Fast Beam Switching Based on Machine Learning for MmWave Massive MIMO Systems

Millimeter wave (mmWave) and massive multiple-input-multiple-output (MIMO) systems are two key technologies for 5G. Beamforming based on massive MIMO can produce high directional beams with array gain, and thus effectively compensate for the high path loss of mmWave. As the number of antennas increases, the beams become increasingly narrow, resulting in large overhead and high latency in the initial access and handover of the beams. For high-speed mobile scenarios, beam switching becomes more challenging since the traversal search among a large number of beams cannot be completed in a short period of time.

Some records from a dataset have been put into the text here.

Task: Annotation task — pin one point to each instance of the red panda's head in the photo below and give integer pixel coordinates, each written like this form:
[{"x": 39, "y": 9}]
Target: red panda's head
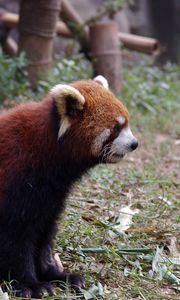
[{"x": 94, "y": 123}]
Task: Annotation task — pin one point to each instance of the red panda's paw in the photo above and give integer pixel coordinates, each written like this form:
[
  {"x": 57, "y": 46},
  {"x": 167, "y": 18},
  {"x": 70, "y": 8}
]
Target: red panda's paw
[
  {"x": 34, "y": 291},
  {"x": 76, "y": 281},
  {"x": 73, "y": 281}
]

To address this problem, this paper proposes a method based on machine learning to predict the optimal Base Station (BS) and the optimal beam pair at the successive instant for the User Equipment (UE) in motion. More specifically, a Random Forest (RF) classification model is trained to learn the channel’s features in a multi-cell scenario, and complete the nonlinear modeling of the propagation environment. Furthermore, this model is used to predict the future optimal BS and the optimal beam pair for a moving UE based on the present UE’s location, BS beam index and RSRP value. The simulation results show that the prediction accuracy is greater than 90% in most situations, thus the latency and the consumption of signaling resources for beam switch is reduced significantly while the loss in spectral efficiency is little.